De officiële houding van ETA met betrekking tot het boek werd verwoord door Txillardegi in “Zutik 16”, en die in één zin kan worden samengevat, zoals het te lezen stond in “Zutik 19” van 1964: “Vasconia is geen taboe, het is ook geen Bijbel. Vasconia schrikt os niet af. Het heeft, naar onze bescheiden mening excellente passages, maar het bevat ook enorme blunders.”

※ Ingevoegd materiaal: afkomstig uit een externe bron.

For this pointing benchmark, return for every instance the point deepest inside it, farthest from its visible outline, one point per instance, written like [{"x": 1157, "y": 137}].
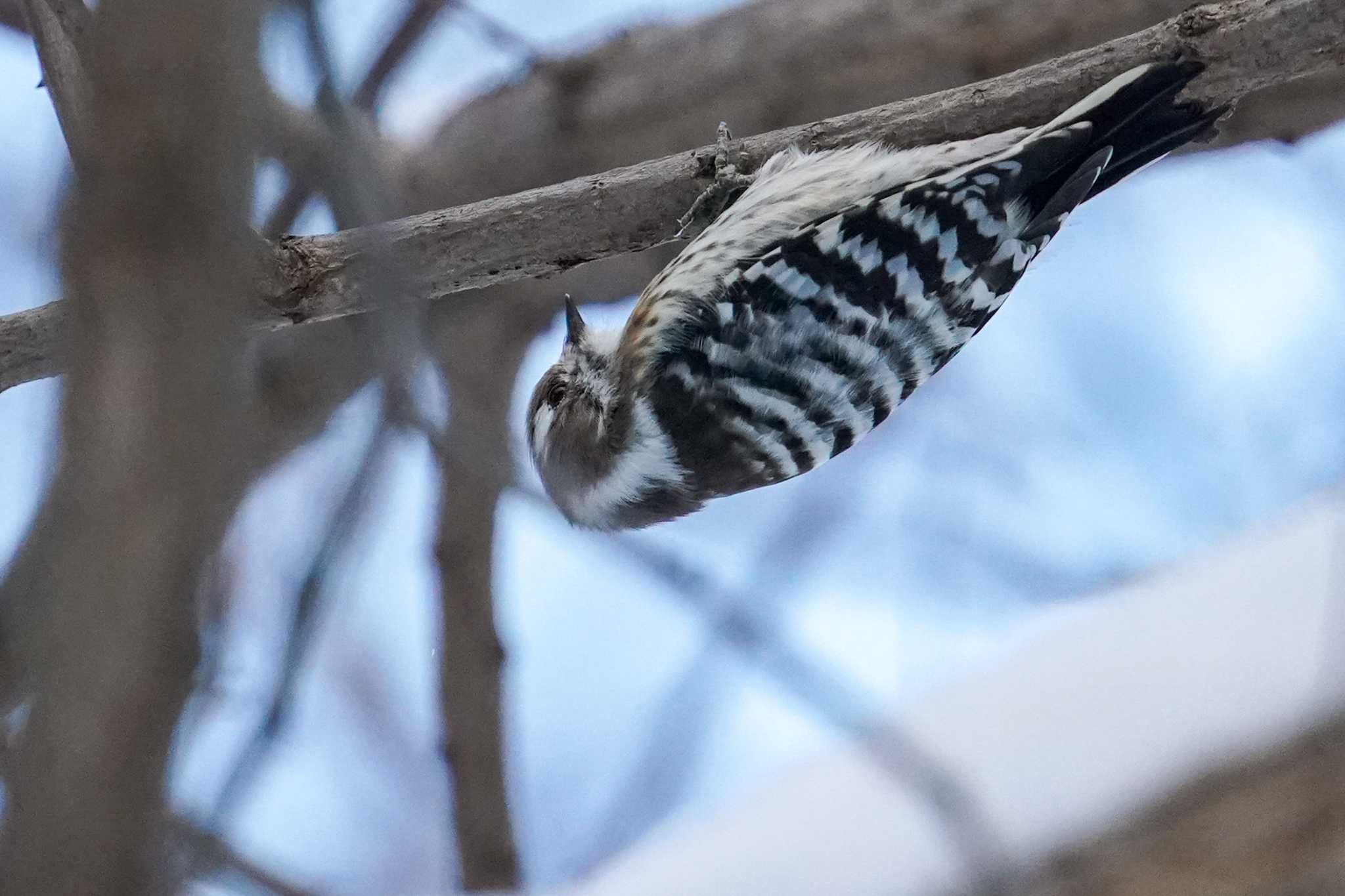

Op het moment van de verspreiding van het boek, was de vraag nochtans bijzonder gering. De echte doorbraak kwam er echter na een regelrechte intoxicatiecampagne van het franquistische weekblad “El Español”. Op 22 februari 1964 wijdde het weekblad op de voorpagina een artikel aan het boek, onder de titel: “ETA organización terrorista Vasca. Los delirios del separatismo” (ETA, Baskische terroristische organisatie. De deliriums van het separatisme). Illustratief voor de houding over de Baskische politieke kwestie op dat moment, is het begin van het artikel: “Met zekerheid kunnen we stellen dat voor de modale Spanjaard het letterwoord ETA hen bitter weinig zegt…”, El Español n°71, 22 februari 1964, pag. 12. In de volgende pagina’s worden een paar van de meest explosieve opinies onder de loep genomen, gemengd met schofterige intoxicaties en diskrediet. Ook de Spaanse televisie deed haar duit in het zakje door een enorme weerklank te geven aan dit lasterlijke artikel. Het gevolg was een ongekende explosie van nieuwsgierigheid voor het boek en voor de organisatie. De respons was zo groot dat ETA in hun publicatie “Zutik” openlijk dank betuigde voor de reclame. De PNV was helemaal niet opgezet met de gratis reclame, omdat ETA de “extreme activistische kern van de PNV” genoemd werd. In een intern bulletin werd een noot opgenomen onder de titel “Aclarando confusiones” (Verwarring ophelderend), waarin de partij afstand deed van “Vasconia”, en zowel ETA als Krutwig bekritiseerde.